Les nouvelles mesures du Bureau du représentant américain au commerce, l’USTR, interviennent après un tournant juridique et politique important à Washington. Après que la Cour suprême des États-Unis a annulé en février une partie des précédentes mesures tarifaires adoptées sur la base de pouvoirs présidentiels extraordinaires, l’administration du président Donald Trump s’est mise à rechercher de nouveaux fondements juridiques pour poursuivre la même politique. En pratique, cela signifie que l’objectif n’a pas changé, mais que les instruments ont changé. Au lieu de s’appuyer sur des pouvoirs présidentiels d’urgence, Washington active désormais la Section 301 de la loi commerciale de 1974, un mécanisme qui autorise des enquêtes contre ce que la partie américaine qualifie de pratiques injustes, déraisonnables ou discriminatoires de gouvernements étrangers qui pèsent sur le commerce américain.
Deux vagues d’enquêtes en deux jours
Le 11 mars 2026, l’USTR a lancé des enquêtes contre 16 économies, dont l’Union européenne, le Japon, l’Inde, le Mexique, la Corée du Sud, Taïwan, le Vietnam et la Chine, pour ce que Washington appelle des excédents structurels de capacités et de production dans une série de secteurs manufacturiers. La liste illustrative des secteurs comprend l’aluminium, les automobiles, les batteries, les produits chimiques, l’électronique, les machines, la robotique, les semi-conducteurs, les navires, les modules solaires, l’acier et les équipements de transport.

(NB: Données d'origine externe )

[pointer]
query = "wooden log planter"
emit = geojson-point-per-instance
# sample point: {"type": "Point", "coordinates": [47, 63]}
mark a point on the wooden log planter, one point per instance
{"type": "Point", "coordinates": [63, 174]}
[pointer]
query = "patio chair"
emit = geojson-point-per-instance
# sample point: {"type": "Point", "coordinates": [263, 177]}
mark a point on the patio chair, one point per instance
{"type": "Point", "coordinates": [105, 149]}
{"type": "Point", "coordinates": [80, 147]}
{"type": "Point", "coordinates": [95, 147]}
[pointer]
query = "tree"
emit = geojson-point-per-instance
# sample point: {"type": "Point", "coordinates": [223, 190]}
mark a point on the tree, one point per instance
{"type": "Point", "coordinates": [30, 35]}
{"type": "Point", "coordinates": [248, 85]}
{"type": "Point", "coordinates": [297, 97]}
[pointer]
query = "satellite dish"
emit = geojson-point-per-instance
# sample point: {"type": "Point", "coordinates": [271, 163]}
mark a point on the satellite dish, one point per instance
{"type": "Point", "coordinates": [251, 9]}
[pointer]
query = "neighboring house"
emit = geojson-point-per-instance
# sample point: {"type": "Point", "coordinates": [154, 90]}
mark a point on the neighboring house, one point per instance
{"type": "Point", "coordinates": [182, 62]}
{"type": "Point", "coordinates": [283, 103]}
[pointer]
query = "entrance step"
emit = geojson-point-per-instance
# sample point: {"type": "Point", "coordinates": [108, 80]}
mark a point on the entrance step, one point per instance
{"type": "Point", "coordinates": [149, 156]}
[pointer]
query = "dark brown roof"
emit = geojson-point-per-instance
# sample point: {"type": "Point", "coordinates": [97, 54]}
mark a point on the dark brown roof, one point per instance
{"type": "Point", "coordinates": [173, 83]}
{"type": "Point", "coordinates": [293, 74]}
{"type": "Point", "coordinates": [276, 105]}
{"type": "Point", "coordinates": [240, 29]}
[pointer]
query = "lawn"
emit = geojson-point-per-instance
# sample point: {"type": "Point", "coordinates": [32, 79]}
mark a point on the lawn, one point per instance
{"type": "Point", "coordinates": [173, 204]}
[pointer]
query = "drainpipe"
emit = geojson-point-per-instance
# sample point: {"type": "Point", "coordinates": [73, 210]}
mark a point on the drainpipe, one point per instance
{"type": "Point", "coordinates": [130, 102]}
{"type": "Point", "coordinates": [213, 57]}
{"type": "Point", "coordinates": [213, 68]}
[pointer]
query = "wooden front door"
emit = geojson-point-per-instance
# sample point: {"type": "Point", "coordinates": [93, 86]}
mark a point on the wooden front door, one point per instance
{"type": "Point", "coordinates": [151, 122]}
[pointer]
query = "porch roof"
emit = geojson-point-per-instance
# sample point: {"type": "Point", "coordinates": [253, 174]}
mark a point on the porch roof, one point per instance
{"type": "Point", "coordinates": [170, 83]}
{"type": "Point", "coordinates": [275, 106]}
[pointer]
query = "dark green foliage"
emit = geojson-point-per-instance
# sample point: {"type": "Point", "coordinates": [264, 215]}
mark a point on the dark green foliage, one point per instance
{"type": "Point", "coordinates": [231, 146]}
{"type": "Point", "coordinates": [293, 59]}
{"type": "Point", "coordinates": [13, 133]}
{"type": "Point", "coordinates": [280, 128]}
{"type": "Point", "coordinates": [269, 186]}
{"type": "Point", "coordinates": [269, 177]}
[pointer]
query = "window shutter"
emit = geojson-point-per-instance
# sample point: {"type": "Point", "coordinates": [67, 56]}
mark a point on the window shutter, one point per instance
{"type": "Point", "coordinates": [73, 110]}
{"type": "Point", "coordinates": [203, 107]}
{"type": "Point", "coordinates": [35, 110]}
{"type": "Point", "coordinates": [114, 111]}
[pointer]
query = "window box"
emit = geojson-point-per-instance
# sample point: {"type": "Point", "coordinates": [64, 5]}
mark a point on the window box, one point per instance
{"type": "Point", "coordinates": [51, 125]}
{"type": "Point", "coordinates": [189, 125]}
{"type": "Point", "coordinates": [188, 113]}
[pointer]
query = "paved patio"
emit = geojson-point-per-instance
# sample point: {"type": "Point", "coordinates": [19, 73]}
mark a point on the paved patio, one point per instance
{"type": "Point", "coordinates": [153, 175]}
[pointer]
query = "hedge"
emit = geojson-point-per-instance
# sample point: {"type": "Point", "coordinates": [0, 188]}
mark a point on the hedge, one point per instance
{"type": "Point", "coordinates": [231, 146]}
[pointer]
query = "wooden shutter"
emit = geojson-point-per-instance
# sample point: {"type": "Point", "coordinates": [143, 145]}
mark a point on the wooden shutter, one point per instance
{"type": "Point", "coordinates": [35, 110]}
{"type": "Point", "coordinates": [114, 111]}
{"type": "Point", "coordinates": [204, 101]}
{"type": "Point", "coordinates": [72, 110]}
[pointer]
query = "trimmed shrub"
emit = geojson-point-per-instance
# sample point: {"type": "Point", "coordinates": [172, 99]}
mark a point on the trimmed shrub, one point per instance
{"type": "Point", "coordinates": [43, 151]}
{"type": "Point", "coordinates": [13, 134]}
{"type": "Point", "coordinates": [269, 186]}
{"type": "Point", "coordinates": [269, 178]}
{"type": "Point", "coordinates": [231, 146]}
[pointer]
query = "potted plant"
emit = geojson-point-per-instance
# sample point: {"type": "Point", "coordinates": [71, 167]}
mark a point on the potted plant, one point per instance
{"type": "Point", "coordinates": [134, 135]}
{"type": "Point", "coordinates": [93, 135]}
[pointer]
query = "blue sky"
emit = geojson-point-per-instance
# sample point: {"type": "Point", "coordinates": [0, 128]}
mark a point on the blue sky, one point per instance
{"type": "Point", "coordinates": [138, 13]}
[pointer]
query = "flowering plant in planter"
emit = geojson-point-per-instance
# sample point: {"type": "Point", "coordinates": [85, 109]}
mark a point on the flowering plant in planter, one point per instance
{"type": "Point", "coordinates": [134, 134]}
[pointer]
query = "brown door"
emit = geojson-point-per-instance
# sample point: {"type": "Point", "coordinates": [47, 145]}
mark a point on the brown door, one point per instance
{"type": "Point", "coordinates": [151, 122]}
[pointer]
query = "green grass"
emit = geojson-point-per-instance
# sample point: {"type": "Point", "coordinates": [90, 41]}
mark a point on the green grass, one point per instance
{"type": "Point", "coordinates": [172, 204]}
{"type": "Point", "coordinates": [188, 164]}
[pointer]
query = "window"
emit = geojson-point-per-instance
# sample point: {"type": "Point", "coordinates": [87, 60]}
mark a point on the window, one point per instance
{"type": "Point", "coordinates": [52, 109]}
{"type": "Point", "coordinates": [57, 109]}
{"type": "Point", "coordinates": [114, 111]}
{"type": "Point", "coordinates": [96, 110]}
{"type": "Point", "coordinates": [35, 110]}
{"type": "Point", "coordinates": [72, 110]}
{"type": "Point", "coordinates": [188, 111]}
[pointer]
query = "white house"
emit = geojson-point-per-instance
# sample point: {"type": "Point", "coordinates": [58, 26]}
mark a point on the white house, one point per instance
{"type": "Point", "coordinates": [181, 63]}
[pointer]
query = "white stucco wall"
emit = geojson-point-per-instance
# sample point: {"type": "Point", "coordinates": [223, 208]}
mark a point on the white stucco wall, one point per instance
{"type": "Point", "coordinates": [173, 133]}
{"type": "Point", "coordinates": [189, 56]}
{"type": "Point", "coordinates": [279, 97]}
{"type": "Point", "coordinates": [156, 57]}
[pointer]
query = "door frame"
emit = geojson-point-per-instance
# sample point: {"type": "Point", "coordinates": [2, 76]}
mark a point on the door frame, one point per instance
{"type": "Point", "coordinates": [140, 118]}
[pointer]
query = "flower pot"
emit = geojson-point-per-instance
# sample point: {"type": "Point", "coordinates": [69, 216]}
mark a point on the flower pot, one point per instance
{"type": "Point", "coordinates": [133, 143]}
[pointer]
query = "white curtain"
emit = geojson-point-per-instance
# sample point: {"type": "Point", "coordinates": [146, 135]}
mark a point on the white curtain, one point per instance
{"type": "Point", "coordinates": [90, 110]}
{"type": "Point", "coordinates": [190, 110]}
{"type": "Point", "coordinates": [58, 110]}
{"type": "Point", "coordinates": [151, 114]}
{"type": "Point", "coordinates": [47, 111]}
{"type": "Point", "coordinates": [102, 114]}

L’USTR affirme que, dans ces domaines, certains pays ou blocs maintiennent une production supérieure aux besoins du marché, souvent grâce à des subventions, des financements préférentiels, des entreprises publiques, une faible protection du travail ou de l’environnement et d’autres formes d’intervention qui, selon l’interprétation américaine, évinceraient la concurrence et rendraient plus difficile le retour de la production aux États-Unis.
Dès le 12 mars, une étape encore plus large a suivi. L’USTR a ouvert pas moins de 60 enquêtes visant des pays qu’il estime ne pas avoir établi ou appliqué efficacement une interdiction d’importation de biens produits par le travail forcé. Sur cette liste figurent l’Union européenne, le Canada, le Royaume-Uni, le Japon, le Mexique, l’Inde, le Brésil, l’Australie, la Corée du Sud, la Suisse, la Norvège, la Turquie, Taïwan et un certain nombre d’autres partenaires. L’administration américaine affirme que ces pays couvrent ensemble plus de 99 pour cent des importations américaines de 2024, ce qui montre qu’il ne s’agit pas d’une action ciblée contre quelques États, mais d’une démarche qui englobe potentiellement presque tout l’espace d’importation important pour le marché américain.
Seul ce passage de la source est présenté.